4 files changed, 71 insertions, 17 deletions

diff --git a/arch/x86/events/core.c b/arch/x86/events/core.c
index 1eb45139fcc6..3092fbf9dbe4 100644
--- a/arch/x86/events/core.c
+++ b/arch/x86/events/core.c
@@ -2489,13 +2489,15 @@ void perf_clear_dirty_counters(void)
 		return;
 
 	for_each_set_bit(i, cpuc->dirty, X86_PMC_IDX_MAX) {
-		/* Metrics and fake events don't have corresponding HW counters. */
-		if (is_metric_idx(i) || (i == INTEL_PMC_IDX_FIXED_VLBR))
-			continue;
-		else if (i >= INTEL_PMC_IDX_FIXED)
+		if (i >= INTEL_PMC_IDX_FIXED) {
+			/* Metrics and fake events don't have corresponding HW counters. */
+			if ((i - INTEL_PMC_IDX_FIXED) >= hybrid(cpuc->pmu, num_counters_fixed))
+				continue;
+
 			wrmsrl(MSR_ARCH_PERFMON_FIXED_CTR0 + (i - INTEL_PMC_IDX_FIXED), 0);
-		else
+		} else {
 			wrmsrl(x86_pmu_event_addr(i), 0);
+		}
 	}
 
 	bitmap_zero(cpuc->dirty, X86_PMC_IDX_MAX);
diff --git a/arch/x86/events/intel/core.c b/arch/x86/events/intel/core.c
index fca7a6e2242f..ac6fd2dabf6a 100644
--- a/arch/x86/events/intel/core.c
+++ b/arch/x86/events/intel/core.c
@@ -2904,24 +2904,28 @@ static int handle_pmi_common(struct pt_regs *regs, u64 status)
  */
 static int intel_pmu_handle_irq(struct pt_regs *regs)
 {
-	struct cpu_hw_events *cpuc;
+	struct cpu_hw_events *cpuc = this_cpu_ptr(&cpu_hw_events);
+	bool late_ack = hybrid_bit(cpuc->pmu, late_ack);
+	bool mid_ack = hybrid_bit(cpuc->pmu, mid_ack);
 	int loops;
 	u64 status;
 	int handled;
 	int pmu_enabled;
 
-	cpuc = this_cpu_ptr(&cpu_hw_events);
-
 	/*
 	 * Save the PMU state.
 	 * It needs to be restored when leaving the handler.
 	 */
 	pmu_enabled = cpuc->enabled;
 	/*
-	 * No known reason to not always do late ACK,
-	 * but just in case do it opt-in.
+	 * In general, the early ACK is only applied for old platforms.
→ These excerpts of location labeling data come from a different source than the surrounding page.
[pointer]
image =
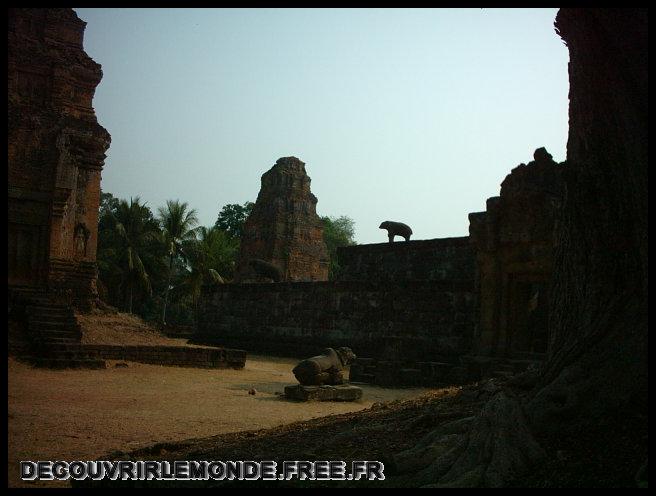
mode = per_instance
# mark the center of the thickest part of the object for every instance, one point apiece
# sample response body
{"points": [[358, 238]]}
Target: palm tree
{"points": [[178, 227], [136, 231], [210, 259]]}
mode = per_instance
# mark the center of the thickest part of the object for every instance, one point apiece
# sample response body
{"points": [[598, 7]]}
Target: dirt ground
{"points": [[86, 414]]}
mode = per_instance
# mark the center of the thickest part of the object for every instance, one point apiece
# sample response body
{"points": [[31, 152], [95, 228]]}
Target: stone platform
{"points": [[323, 393]]}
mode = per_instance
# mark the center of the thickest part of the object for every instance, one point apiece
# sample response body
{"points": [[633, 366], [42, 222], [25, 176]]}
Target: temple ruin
{"points": [[56, 151], [284, 228], [416, 312]]}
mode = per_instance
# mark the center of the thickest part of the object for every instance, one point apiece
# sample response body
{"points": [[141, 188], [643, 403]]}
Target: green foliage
{"points": [[337, 231], [232, 218], [178, 224], [211, 260], [129, 250], [156, 267]]}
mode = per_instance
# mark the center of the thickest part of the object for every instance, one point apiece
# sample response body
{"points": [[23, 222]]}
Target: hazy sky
{"points": [[412, 115]]}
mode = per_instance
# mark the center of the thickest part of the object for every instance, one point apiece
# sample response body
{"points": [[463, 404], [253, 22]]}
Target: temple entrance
{"points": [[527, 313], [26, 255]]}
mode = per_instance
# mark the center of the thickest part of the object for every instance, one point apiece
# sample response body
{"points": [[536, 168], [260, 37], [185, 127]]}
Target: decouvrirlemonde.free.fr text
{"points": [[202, 470]]}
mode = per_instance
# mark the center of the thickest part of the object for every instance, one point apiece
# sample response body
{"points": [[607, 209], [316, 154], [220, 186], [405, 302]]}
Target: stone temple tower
{"points": [[284, 228]]}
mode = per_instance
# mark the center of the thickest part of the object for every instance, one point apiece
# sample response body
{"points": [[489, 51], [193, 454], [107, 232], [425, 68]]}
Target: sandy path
{"points": [[85, 414]]}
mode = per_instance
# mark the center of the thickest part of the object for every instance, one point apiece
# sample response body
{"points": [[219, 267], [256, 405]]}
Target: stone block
{"points": [[323, 393]]}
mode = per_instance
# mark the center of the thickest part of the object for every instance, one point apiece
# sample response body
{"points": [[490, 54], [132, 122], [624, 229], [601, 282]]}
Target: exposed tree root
{"points": [[488, 450]]}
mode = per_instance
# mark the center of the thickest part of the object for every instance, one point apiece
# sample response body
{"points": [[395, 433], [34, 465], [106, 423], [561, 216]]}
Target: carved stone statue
{"points": [[324, 369], [396, 229], [266, 269]]}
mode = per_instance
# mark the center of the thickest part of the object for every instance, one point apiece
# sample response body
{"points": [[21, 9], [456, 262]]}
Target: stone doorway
{"points": [[528, 313]]}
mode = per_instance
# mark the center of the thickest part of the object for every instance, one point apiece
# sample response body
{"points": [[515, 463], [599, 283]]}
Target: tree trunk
{"points": [[130, 298], [166, 291], [597, 363]]}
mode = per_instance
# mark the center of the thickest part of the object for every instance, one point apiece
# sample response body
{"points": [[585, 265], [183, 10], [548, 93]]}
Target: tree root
{"points": [[488, 450]]}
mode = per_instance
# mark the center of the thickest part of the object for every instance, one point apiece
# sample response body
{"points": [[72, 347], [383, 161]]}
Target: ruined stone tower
{"points": [[284, 228], [56, 150]]}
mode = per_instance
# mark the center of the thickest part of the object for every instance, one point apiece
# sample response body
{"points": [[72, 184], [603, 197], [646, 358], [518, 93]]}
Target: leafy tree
{"points": [[178, 227], [210, 260], [232, 218], [128, 239], [337, 231]]}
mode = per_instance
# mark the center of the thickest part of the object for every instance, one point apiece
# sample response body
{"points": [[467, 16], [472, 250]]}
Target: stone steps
{"points": [[55, 334]]}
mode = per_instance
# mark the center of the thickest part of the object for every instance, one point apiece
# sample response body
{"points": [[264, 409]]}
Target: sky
{"points": [[410, 115]]}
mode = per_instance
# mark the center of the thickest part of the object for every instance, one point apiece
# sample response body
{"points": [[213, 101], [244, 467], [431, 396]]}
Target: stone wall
{"points": [[413, 319], [447, 259], [181, 356], [56, 150]]}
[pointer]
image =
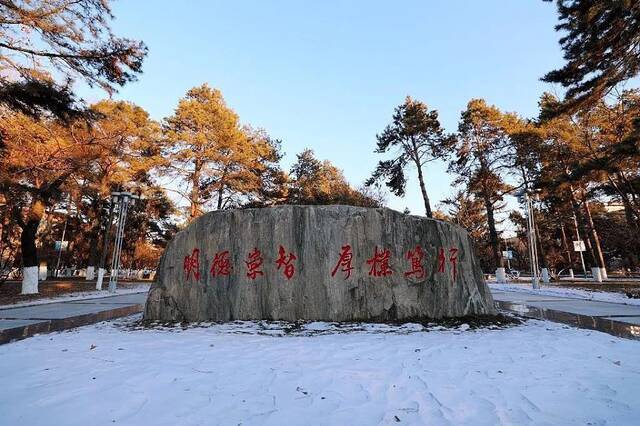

+	 * For the big core starts from Haswell, the late ACK should be
+	 * applied.
+	 * For the small core after Tremont, we have to do the ACK right
+	 * before re-enabling counters, which is in the middle of the
+	 * NMI handler.
 	 */
-	if (!x86_pmu.late_ack)
+	if (!late_ack && !mid_ack)
 		apic_write(APIC_LVTPC, APIC_DM_NMI);
 	intel_bts_disable_local();
 	cpuc->enabled = 0;
@@ -2958,6 +2962,8 @@ again:
 		goto again;
 
 done:
+	if (mid_ack)
+		apic_write(APIC_LVTPC, APIC_DM_NMI);
 	/* Only restore PMU state when it's active. See x86_pmu_disable(). */
 	cpuc->enabled = pmu_enabled;
 	if (pmu_enabled)
@@ -2969,7 +2975,7 @@ done:
 	 * have been reset. This avoids spurious NMIs on
 	 * Haswell CPUs.
 	 */
-	if (x86_pmu.late_ack)
+	if (late_ack)
 		apic_write(APIC_LVTPC, APIC_DM_NMI);
 	return handled;
 }
@@ -6129,7 +6135,6 @@ __init int intel_pmu_init(void)
 		static_branch_enable(&perf_is_hybrid);
 		x86_pmu.num_hybrid_pmus = X86_HYBRID_NUM_PMUS;
 
-		x86_pmu.late_ack = true;
 		x86_pmu.pebs_aliases = NULL;
 		x86_pmu.pebs_prec_dist = true;
 		x86_pmu.pebs_block = true;
@@ -6167,6 +6172,7 @@ __init int intel_pmu_init(void)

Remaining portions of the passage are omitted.